QOTD
by digby
…[A]t the elite level — which encompasses everyone from CEOs to media professionals — there’s a desire to keep up good relations on both sides of the aisle. And so it’s safer, when things are going wrong, to offer an anodyne criticism that offends nobody — “both sides should come together!” — then to actually blame one side or the other. It’s a way to be angry about Washington’s failure without alienating anyone powerful. That goes doubly for commercial actors, like Starbucks, that need to sell coffee to both Republicans and Democrats.
That breaks the system. It hurts the basic mechanism of accountability, which is the public’s ability to apportion blame. If one side’s intransigence will lead to both sides getting blamed, then it makes perfect sense to be intransigent: You’ll get all the benefits and only half the blame.
The two parties are not equivalent right now. The two sides are not the same. If you want Washington to come together, you need to make it painful for those who are breaking it apart. Telling both sides to come together when it’s predominantly one side breaking the negotiations apart actually makes it easier on those who’re refusing to compromise.
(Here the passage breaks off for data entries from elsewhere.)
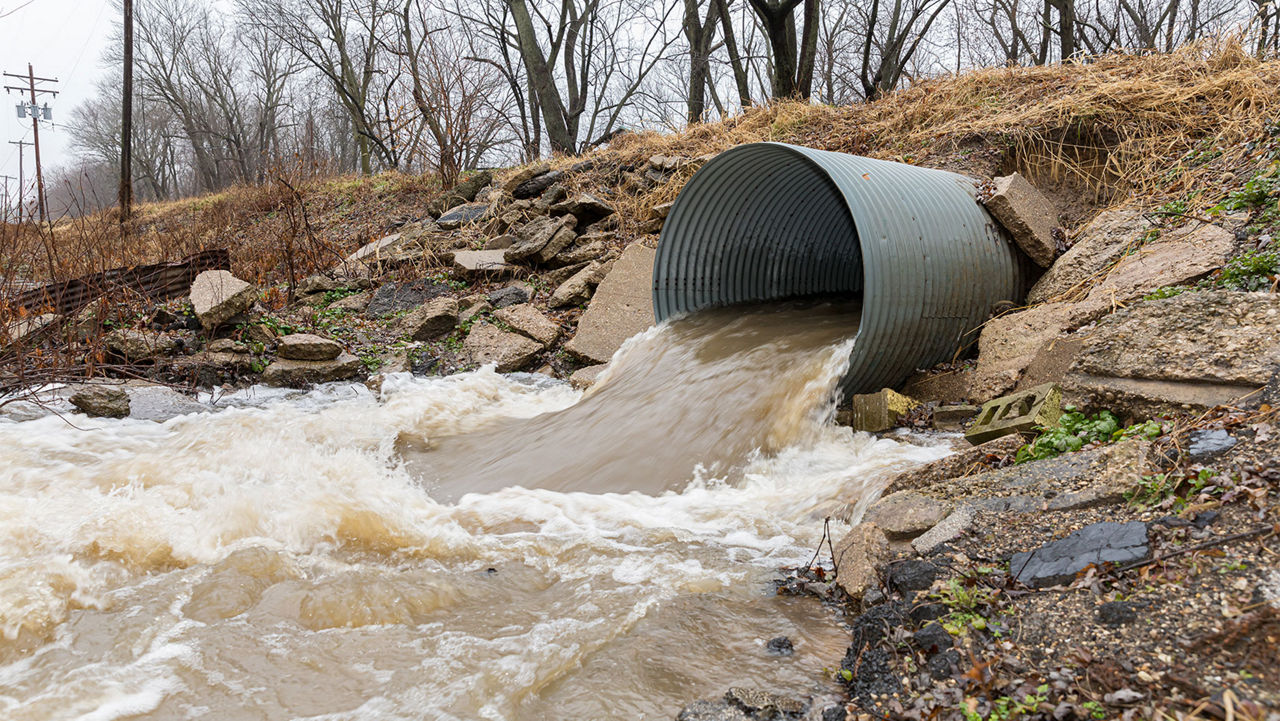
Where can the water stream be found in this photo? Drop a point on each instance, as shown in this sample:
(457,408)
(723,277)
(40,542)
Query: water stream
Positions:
(467,547)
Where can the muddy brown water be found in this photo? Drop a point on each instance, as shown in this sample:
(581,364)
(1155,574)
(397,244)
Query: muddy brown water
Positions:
(469,547)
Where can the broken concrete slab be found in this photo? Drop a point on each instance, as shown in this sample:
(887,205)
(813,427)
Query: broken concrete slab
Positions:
(216,296)
(483,263)
(1028,217)
(945,532)
(876,413)
(858,556)
(1095,544)
(905,515)
(432,319)
(397,297)
(621,307)
(530,322)
(1192,351)
(1097,246)
(298,373)
(958,465)
(508,351)
(1016,413)
(306,346)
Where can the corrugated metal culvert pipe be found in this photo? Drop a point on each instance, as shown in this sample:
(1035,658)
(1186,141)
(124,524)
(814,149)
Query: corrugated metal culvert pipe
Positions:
(771,220)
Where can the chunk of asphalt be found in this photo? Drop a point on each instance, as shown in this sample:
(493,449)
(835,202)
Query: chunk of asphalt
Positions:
(1095,544)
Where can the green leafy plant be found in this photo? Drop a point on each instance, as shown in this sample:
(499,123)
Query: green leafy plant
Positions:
(1075,430)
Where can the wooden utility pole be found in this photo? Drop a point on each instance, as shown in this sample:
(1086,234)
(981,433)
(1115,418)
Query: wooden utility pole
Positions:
(33,110)
(22,182)
(126,199)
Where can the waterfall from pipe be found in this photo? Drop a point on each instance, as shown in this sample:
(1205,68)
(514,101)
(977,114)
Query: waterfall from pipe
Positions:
(467,547)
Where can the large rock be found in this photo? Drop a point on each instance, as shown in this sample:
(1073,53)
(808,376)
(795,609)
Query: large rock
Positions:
(525,174)
(306,346)
(216,296)
(1097,246)
(462,215)
(542,238)
(31,328)
(101,401)
(858,556)
(483,263)
(1196,350)
(1028,217)
(876,413)
(430,320)
(621,307)
(298,373)
(507,351)
(905,515)
(1095,544)
(140,345)
(586,208)
(577,288)
(530,322)
(965,462)
(396,297)
(535,186)
(1011,343)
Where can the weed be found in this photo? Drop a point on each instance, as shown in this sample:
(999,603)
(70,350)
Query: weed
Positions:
(1075,430)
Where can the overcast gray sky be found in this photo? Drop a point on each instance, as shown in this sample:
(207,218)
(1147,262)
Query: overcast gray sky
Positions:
(64,40)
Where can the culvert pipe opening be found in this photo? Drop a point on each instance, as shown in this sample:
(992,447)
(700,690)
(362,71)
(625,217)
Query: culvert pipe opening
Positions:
(769,222)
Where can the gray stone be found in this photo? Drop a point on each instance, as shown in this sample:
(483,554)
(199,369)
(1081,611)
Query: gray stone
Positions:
(31,328)
(1097,246)
(510,295)
(1192,351)
(858,556)
(306,346)
(160,404)
(712,711)
(483,263)
(1095,544)
(297,374)
(312,284)
(430,320)
(216,296)
(501,242)
(507,351)
(764,704)
(621,307)
(464,215)
(1210,442)
(1028,217)
(542,238)
(947,530)
(905,515)
(530,322)
(525,174)
(140,345)
(101,401)
(577,288)
(396,297)
(965,462)
(535,186)
(586,208)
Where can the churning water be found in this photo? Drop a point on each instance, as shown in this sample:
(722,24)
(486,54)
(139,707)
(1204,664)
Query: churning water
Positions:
(466,547)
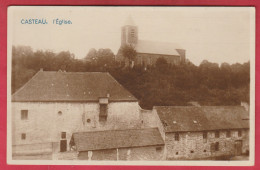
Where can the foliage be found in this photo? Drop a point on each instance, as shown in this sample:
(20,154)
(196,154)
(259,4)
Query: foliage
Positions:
(129,52)
(162,84)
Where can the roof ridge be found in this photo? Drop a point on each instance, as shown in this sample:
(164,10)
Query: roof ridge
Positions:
(116,130)
(72,72)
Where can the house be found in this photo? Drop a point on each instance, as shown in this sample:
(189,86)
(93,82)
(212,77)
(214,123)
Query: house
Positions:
(148,51)
(203,132)
(52,106)
(132,144)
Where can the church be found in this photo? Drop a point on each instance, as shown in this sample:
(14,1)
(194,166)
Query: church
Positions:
(148,51)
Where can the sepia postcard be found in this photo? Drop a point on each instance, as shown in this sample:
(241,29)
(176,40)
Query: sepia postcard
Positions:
(111,85)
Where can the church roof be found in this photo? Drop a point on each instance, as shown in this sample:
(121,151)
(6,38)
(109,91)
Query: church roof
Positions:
(150,47)
(192,118)
(129,21)
(112,139)
(52,86)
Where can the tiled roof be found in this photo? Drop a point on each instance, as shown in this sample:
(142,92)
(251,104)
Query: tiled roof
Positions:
(48,86)
(192,118)
(111,139)
(150,47)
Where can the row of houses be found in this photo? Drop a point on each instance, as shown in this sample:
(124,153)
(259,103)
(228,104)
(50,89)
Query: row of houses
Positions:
(90,116)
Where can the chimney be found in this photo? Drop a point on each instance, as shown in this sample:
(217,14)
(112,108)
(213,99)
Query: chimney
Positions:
(245,105)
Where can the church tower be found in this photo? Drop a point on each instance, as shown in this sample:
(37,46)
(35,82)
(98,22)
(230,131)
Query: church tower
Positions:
(129,33)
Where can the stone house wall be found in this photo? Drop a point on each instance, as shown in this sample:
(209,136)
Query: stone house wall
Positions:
(45,123)
(135,153)
(191,145)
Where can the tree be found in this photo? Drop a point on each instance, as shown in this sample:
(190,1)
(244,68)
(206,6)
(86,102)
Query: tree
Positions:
(130,53)
(92,55)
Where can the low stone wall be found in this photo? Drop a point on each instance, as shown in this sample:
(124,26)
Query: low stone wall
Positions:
(32,149)
(148,153)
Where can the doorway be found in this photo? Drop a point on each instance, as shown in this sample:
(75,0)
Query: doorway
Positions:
(63,145)
(238,147)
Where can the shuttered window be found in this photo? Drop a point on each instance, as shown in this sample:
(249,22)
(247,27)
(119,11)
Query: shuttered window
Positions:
(177,136)
(63,135)
(24,114)
(228,134)
(103,112)
(217,134)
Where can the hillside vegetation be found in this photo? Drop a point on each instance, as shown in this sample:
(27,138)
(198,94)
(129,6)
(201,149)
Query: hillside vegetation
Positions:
(163,84)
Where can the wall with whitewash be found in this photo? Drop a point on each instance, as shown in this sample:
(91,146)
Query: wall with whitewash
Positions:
(45,124)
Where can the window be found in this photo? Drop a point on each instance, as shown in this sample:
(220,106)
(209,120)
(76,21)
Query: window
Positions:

From his lips to the Villagers’ ears.
Unfortunately, their prescription for this problem is for the Democrats to be “grown-ups” which means, in practice, enacting the worst parts of the Republican agenda “for the good of the country.” And too many Democrats are inclined to throw up their hands and say “fine” — then bask in the glow of the approbation of the DC elites who are just so very glad the squabbling over measly cat food prices is finally over and we can go back to talking about sex.